Au moment de boucler ces lignes, je tiens, quitte à me faire taxer de banalité (je n'ai, de toutes façons, aucune prétention à l'originalité), à remercier chaleureusement toutes celles et tous ceux qui, depuis le début de l'aventure qu'est ce blog, m'apportent un soutien sans faille et m'ont aidé, parfois de façon très concrète, à une époque pas si lointaine où je me demandais si je pourrais matériellement continuer à nourrir cet espace, dont je finance l'hébergement et une partie de ce qui y est proposé. Il y a des gestes que l'on n'oublie pas. Et bien sûr, un très sincère merci à vous, chers lecteurs, pour vos passages ici, que vous choisissiez ou non d'en laisser la trace, pour vos encouragements, pour votre fidélité.
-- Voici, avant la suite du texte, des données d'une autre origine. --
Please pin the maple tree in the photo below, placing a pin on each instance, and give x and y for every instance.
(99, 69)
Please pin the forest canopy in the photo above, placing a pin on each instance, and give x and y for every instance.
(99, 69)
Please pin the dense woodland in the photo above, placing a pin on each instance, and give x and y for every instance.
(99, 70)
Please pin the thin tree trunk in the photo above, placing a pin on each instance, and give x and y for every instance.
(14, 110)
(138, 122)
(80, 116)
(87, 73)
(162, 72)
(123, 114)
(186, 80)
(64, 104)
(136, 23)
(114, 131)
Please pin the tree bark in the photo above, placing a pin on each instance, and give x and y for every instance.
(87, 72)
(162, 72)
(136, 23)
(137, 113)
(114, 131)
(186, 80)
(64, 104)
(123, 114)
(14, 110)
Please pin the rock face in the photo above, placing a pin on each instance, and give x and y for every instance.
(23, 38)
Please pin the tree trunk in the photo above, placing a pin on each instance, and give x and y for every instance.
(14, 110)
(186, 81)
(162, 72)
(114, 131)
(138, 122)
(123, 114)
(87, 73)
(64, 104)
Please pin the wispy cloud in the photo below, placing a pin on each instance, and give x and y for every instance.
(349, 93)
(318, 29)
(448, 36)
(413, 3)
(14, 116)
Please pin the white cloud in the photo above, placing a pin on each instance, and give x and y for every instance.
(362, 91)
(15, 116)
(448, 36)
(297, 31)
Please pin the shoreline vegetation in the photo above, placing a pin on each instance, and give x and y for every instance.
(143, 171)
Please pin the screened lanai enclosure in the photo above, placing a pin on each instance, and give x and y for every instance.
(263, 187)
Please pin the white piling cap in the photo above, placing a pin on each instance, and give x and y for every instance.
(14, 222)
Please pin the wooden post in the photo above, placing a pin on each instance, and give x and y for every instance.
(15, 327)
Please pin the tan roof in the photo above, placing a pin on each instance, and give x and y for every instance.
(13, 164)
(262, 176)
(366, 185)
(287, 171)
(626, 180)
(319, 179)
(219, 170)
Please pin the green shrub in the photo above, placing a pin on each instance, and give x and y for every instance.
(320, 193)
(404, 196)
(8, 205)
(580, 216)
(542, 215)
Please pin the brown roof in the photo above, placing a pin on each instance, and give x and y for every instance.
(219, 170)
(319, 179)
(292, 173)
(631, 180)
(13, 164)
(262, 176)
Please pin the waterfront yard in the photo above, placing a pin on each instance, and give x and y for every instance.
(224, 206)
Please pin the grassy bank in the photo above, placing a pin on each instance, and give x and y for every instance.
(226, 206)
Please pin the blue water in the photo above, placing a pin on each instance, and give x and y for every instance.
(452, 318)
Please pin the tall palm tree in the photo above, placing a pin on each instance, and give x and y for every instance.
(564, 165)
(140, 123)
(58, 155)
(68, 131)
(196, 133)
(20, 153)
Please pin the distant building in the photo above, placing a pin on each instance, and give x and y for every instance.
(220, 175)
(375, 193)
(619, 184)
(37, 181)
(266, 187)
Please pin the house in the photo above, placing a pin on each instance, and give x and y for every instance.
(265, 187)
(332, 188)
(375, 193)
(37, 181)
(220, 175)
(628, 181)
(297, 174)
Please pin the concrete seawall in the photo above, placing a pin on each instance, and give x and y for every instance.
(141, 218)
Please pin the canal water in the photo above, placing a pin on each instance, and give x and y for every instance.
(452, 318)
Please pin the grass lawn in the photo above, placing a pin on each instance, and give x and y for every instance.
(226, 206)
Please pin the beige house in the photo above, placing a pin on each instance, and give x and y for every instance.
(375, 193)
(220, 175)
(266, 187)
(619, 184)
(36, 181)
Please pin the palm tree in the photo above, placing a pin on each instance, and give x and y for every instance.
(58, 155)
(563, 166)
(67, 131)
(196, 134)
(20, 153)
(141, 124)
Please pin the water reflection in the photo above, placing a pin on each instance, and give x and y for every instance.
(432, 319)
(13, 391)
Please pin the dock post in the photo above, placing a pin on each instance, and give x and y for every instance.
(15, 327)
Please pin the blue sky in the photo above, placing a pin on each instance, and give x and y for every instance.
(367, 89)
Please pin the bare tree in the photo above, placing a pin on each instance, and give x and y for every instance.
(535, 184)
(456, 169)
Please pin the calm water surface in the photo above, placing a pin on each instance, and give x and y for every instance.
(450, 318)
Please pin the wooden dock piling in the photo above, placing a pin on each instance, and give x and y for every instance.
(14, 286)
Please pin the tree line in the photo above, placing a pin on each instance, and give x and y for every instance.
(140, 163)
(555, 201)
À vous, je peux bien le confesser : cinq années se sont écoulées et je n'ai pas vu le temps passer.

 

 

Accompagnement musical :

 

Norbert Burgmüller (1810-1836), Symphonie n°2 en ré majeur, opus 11 (inachevée, 1834-35) :

[II] Andante

 

Hofkapelle Stuttgart
Frieder Bernius, direction

 

Norbert Burgmüller Symphonies Frieder BerniusSymphonies 1 & 2. 1 CD Carus 83.226. Ce disque peut être acheté en suivant ce lien.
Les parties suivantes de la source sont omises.